Travis Brady
Wed, 26 Mar 2008 14:03:42 -0700
I really like writing pig code, but I'm experiencing pretty terrible
performance using Pig for a simple data rollup taking about 90 minutes to
complete. The equivalent expressed using shell scripts and Haskell and
executed with hadoop streaming runs in roughly 5 minutes.
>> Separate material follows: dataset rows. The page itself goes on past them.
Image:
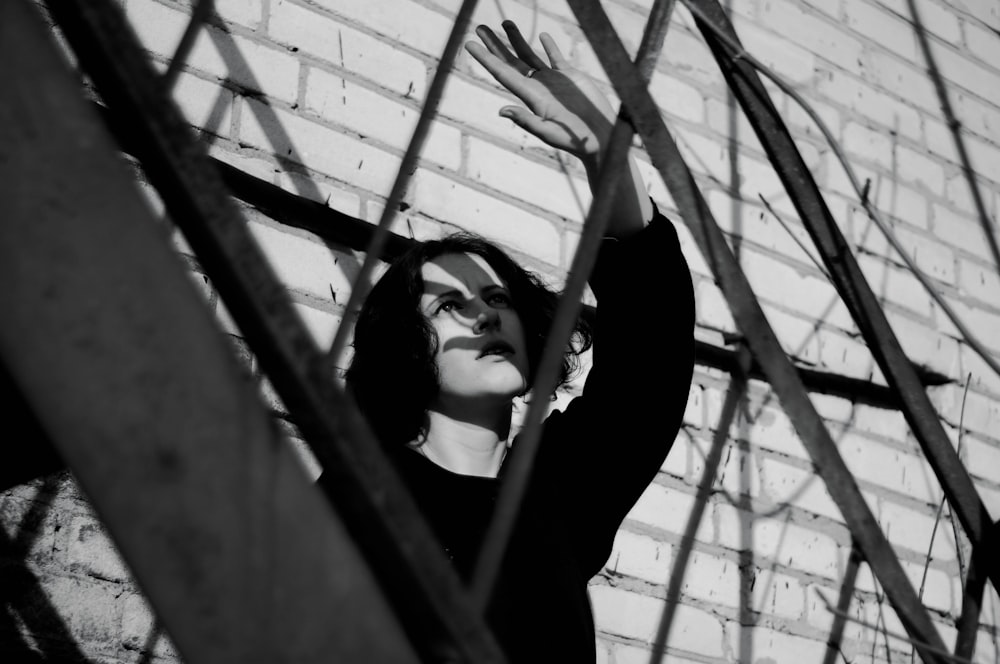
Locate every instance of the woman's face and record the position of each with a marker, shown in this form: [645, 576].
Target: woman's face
[481, 348]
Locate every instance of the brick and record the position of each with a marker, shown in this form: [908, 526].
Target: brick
[397, 20]
[328, 39]
[246, 63]
[477, 106]
[371, 114]
[712, 579]
[792, 62]
[668, 509]
[637, 616]
[248, 13]
[960, 232]
[893, 285]
[776, 646]
[449, 201]
[795, 289]
[902, 80]
[786, 484]
[981, 43]
[778, 595]
[694, 412]
[798, 337]
[677, 98]
[204, 104]
[771, 429]
[845, 355]
[641, 557]
[157, 26]
[889, 467]
[712, 308]
[542, 184]
[960, 71]
[885, 29]
[819, 35]
[319, 147]
[304, 263]
[870, 145]
[907, 528]
[938, 591]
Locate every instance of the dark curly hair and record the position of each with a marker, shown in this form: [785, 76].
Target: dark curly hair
[393, 374]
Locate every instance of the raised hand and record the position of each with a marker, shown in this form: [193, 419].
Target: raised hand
[564, 107]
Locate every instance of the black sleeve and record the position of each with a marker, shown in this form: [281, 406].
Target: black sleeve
[607, 446]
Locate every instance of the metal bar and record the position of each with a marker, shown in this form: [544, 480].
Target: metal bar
[843, 604]
[113, 347]
[852, 286]
[406, 169]
[955, 127]
[361, 483]
[199, 15]
[736, 391]
[613, 161]
[751, 320]
[739, 53]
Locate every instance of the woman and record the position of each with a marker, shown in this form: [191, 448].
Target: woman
[453, 332]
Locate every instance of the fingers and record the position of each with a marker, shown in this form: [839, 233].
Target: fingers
[521, 47]
[497, 48]
[551, 50]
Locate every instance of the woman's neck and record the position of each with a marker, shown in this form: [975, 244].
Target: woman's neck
[466, 447]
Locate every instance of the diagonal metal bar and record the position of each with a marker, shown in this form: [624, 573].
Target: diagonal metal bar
[843, 605]
[740, 54]
[361, 483]
[736, 391]
[955, 127]
[613, 162]
[201, 13]
[853, 288]
[759, 335]
[406, 169]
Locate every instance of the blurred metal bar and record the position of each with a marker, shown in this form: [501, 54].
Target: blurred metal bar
[735, 393]
[853, 287]
[110, 343]
[955, 127]
[613, 161]
[373, 253]
[758, 333]
[362, 485]
[201, 12]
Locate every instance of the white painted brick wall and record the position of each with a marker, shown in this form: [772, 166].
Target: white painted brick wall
[321, 96]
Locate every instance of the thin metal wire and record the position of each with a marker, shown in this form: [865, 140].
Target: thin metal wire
[406, 169]
[613, 161]
[955, 127]
[199, 15]
[853, 287]
[896, 635]
[737, 388]
[748, 314]
[873, 213]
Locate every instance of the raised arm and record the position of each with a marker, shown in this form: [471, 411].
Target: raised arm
[565, 109]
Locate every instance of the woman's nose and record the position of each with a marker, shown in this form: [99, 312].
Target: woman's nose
[487, 319]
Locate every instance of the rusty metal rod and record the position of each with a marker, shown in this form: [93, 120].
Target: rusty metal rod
[406, 169]
[613, 161]
[851, 284]
[751, 320]
[360, 481]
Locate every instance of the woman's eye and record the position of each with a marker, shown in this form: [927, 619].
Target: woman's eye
[446, 306]
[499, 300]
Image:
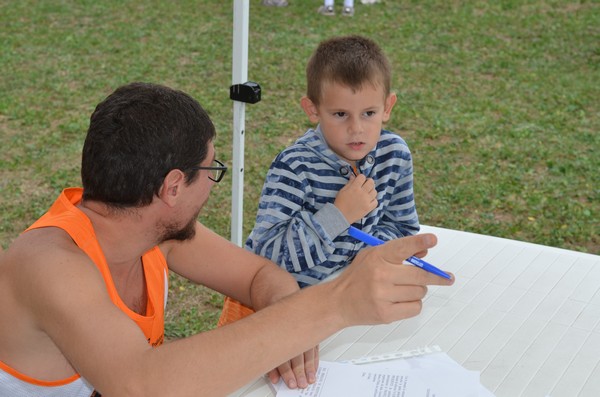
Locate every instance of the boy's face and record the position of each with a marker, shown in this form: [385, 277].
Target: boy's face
[351, 121]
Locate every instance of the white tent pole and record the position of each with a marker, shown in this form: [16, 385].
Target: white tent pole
[241, 11]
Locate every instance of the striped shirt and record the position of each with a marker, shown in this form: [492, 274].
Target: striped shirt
[297, 225]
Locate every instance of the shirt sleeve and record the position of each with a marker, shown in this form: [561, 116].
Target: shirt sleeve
[398, 217]
[288, 230]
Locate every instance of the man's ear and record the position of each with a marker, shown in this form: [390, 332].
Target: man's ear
[390, 101]
[310, 109]
[171, 188]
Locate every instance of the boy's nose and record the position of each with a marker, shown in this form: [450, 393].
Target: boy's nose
[355, 126]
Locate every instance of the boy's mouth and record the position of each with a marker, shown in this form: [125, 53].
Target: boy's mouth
[356, 145]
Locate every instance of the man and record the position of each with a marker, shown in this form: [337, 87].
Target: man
[82, 290]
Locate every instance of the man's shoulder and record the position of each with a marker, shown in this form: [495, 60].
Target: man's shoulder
[40, 250]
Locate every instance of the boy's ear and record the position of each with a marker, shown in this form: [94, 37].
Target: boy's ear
[390, 101]
[310, 109]
[170, 190]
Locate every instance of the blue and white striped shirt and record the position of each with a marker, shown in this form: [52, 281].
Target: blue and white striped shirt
[297, 225]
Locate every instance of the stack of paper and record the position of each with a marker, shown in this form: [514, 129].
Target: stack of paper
[430, 375]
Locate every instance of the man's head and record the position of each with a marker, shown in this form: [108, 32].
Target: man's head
[351, 61]
[349, 95]
[136, 136]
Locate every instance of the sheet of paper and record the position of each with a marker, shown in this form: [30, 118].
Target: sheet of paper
[432, 375]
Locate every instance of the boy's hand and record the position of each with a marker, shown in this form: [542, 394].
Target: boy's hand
[357, 198]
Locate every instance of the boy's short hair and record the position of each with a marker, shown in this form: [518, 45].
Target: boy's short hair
[348, 60]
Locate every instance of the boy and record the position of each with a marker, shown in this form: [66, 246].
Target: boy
[346, 171]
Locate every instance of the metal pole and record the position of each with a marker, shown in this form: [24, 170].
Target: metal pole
[241, 11]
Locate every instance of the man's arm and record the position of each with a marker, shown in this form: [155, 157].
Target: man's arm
[68, 302]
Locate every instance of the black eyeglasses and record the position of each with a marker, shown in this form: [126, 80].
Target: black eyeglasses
[217, 173]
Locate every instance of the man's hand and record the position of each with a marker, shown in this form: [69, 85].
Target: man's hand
[377, 288]
[299, 371]
[357, 198]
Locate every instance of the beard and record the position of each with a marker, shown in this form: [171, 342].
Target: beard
[173, 232]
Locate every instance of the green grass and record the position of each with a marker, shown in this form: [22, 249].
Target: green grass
[498, 101]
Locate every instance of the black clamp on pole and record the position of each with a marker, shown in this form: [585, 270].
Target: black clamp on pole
[248, 92]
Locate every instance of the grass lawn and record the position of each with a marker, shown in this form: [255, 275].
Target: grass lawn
[499, 102]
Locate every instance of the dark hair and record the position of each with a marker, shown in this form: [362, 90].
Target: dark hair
[136, 136]
[348, 60]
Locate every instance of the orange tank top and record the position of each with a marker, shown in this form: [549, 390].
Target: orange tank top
[65, 215]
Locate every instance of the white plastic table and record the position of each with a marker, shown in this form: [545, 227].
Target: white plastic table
[527, 316]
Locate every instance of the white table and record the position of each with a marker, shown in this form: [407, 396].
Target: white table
[527, 316]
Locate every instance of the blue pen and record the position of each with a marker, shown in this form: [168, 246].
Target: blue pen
[413, 260]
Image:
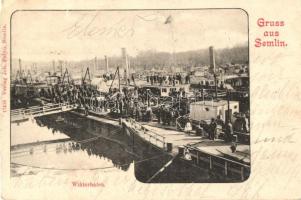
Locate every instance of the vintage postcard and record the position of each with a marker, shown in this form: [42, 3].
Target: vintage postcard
[108, 100]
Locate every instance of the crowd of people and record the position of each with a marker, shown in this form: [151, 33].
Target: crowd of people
[170, 79]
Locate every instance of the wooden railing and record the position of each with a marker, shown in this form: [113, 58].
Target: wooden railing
[41, 110]
[147, 134]
[229, 167]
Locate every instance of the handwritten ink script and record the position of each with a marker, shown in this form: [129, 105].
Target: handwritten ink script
[88, 26]
[270, 37]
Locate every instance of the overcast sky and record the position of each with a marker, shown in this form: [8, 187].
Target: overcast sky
[78, 35]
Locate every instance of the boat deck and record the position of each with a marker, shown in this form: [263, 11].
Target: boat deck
[215, 147]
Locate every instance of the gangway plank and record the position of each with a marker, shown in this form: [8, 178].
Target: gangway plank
[37, 111]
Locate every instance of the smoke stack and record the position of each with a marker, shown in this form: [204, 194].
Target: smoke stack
[95, 65]
[125, 65]
[53, 65]
[107, 64]
[212, 59]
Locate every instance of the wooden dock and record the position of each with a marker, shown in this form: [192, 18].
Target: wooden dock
[37, 111]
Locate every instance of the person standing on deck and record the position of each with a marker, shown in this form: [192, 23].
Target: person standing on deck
[212, 129]
[229, 132]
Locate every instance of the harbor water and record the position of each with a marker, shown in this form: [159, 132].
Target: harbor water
[68, 143]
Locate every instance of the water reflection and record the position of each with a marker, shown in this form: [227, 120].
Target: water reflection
[68, 142]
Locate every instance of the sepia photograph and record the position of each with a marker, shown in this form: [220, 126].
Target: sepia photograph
[160, 96]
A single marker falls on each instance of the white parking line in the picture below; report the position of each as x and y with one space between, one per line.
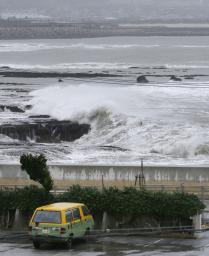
157 241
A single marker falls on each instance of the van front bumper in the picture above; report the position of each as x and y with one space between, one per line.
49 239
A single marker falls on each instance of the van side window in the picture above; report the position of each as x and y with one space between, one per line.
76 214
68 216
85 211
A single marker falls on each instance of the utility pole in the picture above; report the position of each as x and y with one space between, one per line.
140 176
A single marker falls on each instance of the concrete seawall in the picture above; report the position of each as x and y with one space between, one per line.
98 175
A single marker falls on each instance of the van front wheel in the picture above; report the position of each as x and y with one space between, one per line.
68 244
36 244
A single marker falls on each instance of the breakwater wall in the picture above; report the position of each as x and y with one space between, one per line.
111 175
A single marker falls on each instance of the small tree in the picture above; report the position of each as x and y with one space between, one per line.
36 168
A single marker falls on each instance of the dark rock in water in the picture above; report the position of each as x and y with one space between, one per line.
59 75
40 116
189 77
142 79
11 108
133 67
5 67
175 78
50 131
114 148
28 106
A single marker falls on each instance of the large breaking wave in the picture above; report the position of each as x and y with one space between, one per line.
151 122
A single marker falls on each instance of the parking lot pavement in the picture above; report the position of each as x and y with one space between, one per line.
20 244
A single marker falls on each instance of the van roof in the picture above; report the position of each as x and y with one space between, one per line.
59 206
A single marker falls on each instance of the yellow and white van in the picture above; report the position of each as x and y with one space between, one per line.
60 222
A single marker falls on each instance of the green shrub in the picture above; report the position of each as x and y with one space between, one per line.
129 201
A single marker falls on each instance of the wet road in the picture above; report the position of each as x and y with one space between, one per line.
117 246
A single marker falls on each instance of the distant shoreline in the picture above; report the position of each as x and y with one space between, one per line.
14 30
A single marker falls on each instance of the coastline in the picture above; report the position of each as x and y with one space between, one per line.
13 30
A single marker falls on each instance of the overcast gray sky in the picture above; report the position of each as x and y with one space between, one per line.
141 9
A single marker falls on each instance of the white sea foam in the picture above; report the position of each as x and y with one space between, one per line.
25 47
144 120
69 66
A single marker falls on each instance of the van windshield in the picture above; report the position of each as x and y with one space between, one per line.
47 217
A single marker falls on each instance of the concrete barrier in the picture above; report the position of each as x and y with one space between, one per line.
158 177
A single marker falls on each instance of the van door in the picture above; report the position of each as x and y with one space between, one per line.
77 226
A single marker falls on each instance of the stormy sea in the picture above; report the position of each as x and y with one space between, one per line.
78 100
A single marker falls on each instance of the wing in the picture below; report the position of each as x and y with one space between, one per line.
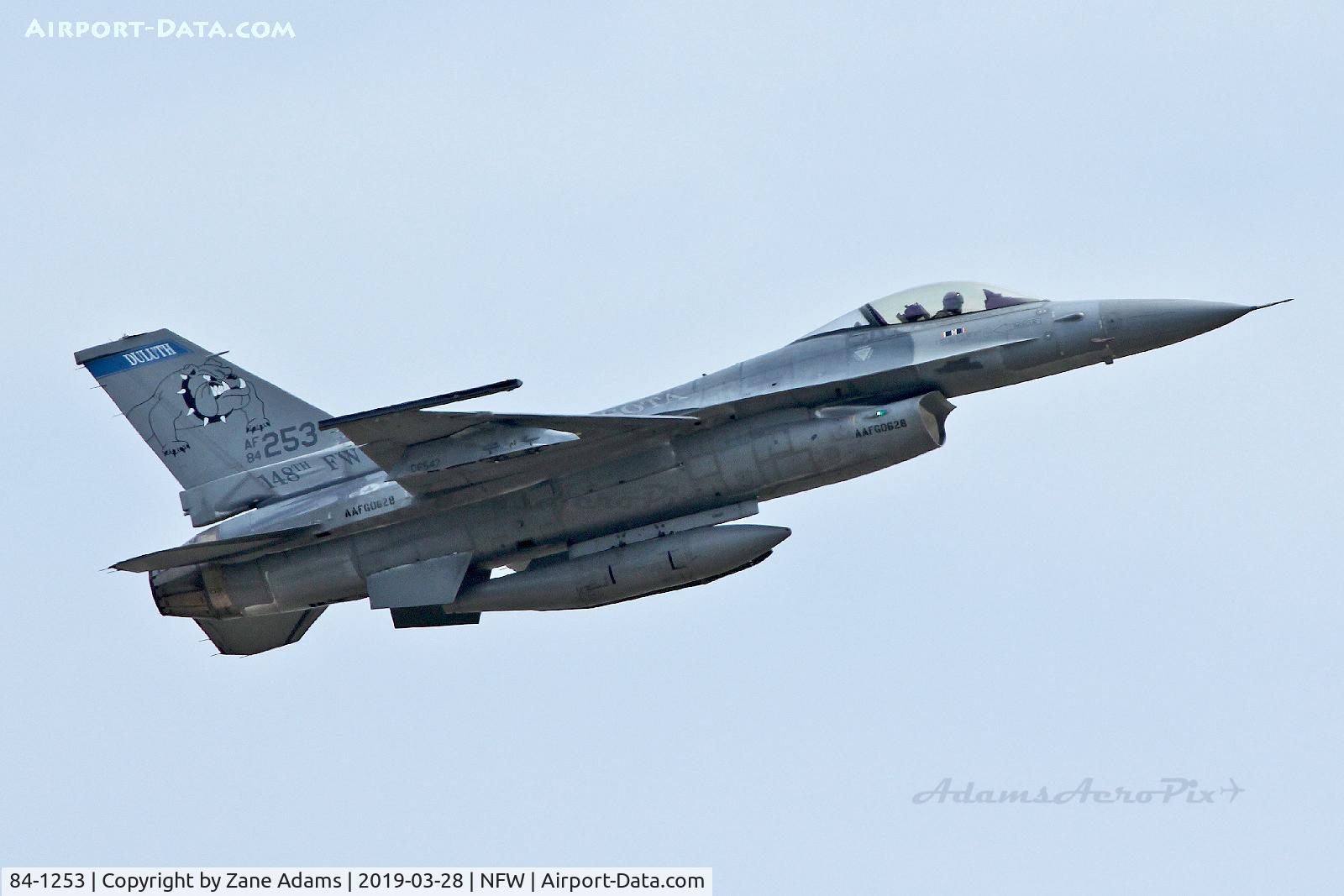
255 634
479 454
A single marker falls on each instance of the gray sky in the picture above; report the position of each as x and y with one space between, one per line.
1126 573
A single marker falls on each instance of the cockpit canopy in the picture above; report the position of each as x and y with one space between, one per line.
925 302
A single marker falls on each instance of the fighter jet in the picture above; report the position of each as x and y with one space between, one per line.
443 516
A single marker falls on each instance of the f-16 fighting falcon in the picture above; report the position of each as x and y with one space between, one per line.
420 510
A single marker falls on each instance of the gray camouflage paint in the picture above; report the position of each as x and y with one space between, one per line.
820 410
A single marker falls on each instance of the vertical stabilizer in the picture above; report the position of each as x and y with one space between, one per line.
203 417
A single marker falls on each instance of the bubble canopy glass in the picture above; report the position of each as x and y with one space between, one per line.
924 302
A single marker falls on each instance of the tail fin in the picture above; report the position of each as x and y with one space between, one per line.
205 417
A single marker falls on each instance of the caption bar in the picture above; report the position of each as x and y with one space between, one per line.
346 882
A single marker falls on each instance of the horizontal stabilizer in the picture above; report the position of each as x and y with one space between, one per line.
246 636
218 551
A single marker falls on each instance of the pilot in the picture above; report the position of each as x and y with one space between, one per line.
913 313
952 304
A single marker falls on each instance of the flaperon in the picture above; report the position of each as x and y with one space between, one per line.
414 508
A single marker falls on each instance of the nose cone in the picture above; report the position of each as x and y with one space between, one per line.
1139 325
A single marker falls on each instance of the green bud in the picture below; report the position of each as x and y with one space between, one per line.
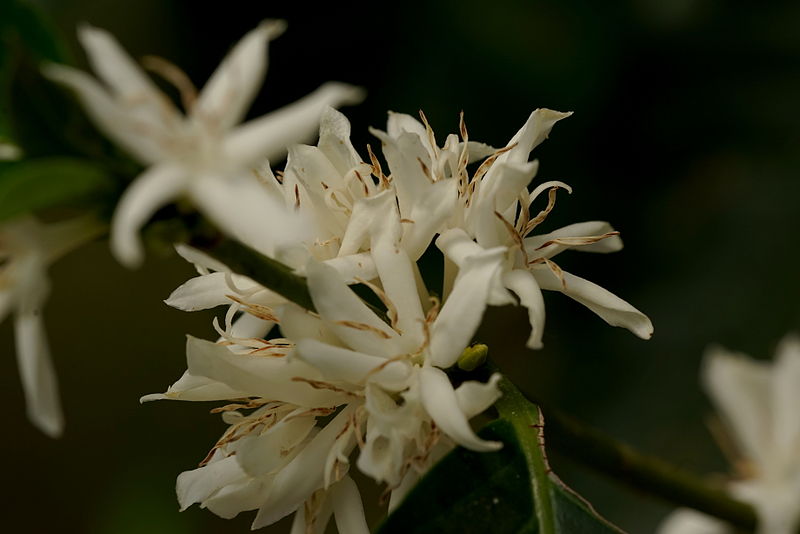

My dataset is stored on hdfs as a handful of tab delimited text files. In
sum there are 19 million rows of data.
This is running on a 3-node cluster where each machine has 8GB of ram. I
have all three machines configured per the instructions on the Hadoop wiki
on setting up Hadoop on Ubuntu.
Here is the pig code:
<code>
Raw = LOAD 'stats_dump_200707' USING PigStorage('\t');
HourGroups = GROUP Raw by $0;
RollUp = FOREACH HourGroups {
GENERATE FLATTEN(group), COUNT(Raw);
}
DUMP RollUp;
</code>
Do I need to add the PARALLEL keyword in there somewhere? Change something
in hadoop-site.xml?
The Hadoop streaming stuff uses "cut -c 1-13" as the mapper and a bit of
Haskell compiled with ghc as the reducer:
I can send the Haskell code along if it would help, but for now I assume I
must be doing something wrong for it to perform so poorly.
thank you
--
Travis Brady
www.mochiads.com